Combating foreign[state]intervention in Sudan's war requires a global
uprising of struggling networks to expose the entities profiting from
the blood of the people not only in Sudan but across the region.
Ideally, their own populations should stand against them to stop the
bloodshed in exchange for wealth accumulation. Everyone can contribute
to exposing this crime of war sponsorship in their own locations and
raise awareness among people that the war in Sudan can stop if the
external support for it ends then peace will follow.

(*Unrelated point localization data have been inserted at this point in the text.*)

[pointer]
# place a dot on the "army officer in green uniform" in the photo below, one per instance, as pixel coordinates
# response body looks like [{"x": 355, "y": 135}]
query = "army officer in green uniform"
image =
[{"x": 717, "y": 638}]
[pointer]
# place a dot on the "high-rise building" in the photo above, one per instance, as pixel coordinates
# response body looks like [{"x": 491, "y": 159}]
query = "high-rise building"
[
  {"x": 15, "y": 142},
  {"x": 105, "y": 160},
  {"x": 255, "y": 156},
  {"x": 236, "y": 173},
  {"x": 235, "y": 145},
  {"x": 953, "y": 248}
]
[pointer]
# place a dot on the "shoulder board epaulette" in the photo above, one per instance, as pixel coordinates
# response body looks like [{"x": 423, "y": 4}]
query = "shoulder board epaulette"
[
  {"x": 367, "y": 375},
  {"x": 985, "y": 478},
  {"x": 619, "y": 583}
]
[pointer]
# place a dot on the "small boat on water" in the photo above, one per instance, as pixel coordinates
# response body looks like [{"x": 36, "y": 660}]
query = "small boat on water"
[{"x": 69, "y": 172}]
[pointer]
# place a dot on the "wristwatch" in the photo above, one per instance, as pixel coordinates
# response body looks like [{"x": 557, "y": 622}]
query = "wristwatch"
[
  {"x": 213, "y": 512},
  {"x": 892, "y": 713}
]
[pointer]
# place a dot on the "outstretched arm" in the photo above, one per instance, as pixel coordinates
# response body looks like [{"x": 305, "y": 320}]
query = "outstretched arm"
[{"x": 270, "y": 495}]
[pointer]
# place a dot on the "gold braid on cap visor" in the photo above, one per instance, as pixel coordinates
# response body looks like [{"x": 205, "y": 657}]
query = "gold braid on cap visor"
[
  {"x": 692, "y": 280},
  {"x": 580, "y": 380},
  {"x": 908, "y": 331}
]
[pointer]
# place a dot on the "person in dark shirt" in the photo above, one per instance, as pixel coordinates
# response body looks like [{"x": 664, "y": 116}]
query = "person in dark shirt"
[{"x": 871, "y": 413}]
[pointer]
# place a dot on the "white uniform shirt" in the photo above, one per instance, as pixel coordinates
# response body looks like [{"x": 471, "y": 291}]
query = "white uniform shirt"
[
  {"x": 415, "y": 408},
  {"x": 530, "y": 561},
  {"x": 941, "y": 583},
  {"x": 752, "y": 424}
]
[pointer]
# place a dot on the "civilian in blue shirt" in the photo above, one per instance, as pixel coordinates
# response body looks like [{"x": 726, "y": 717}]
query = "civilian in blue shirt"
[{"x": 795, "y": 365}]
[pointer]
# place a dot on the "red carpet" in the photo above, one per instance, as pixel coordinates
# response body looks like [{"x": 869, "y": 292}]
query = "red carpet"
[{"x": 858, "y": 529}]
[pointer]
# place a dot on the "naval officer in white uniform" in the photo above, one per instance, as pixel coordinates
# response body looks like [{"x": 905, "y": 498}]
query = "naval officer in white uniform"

  Member of AGS during dialogue with members of BRRN, September 2025

The political goal of the AGS now is, in the most immediate term, the
end of the war and of the massacres committed by both the RSF and army.
In the longer term, they continue struggling to overcome the tribal and
ethnic divisions that have been exacerbated by racist colonialism to win
the social revolution and create a self-managed socialist and feminist
society in Sudan and throughout Africa.

As revolutionaries in the imperialist core, our lives are far removed
from that of our comrades in Sudan. Nonetheless, we have much to learn
from their experiences inserting themselves into the base a mass
movement, transforming anarchism into a lived practice that is
meaningful for the lives of working class people, acting collectively as
a political force to influence the direction of movement struggle, and
their determination to continue anarchist struggle even in the most
challenging conditions. Support for our comrades in Sudan is important
for all of us who want to see anarchism reborn as a true force for
global liberation.

Notes

The Rapid Support Forces (RSF) was initiated as a paramilitary group
primarily composed of Janjaweed tribesmen. Previously it acted as an
auxiliary force of the Sudanese state and was used by the military Junta
which took power in 2019 to violently suppress popular protests. Since
2023 it has been in armed conflict with the Sudanese Armed Forces (SAF).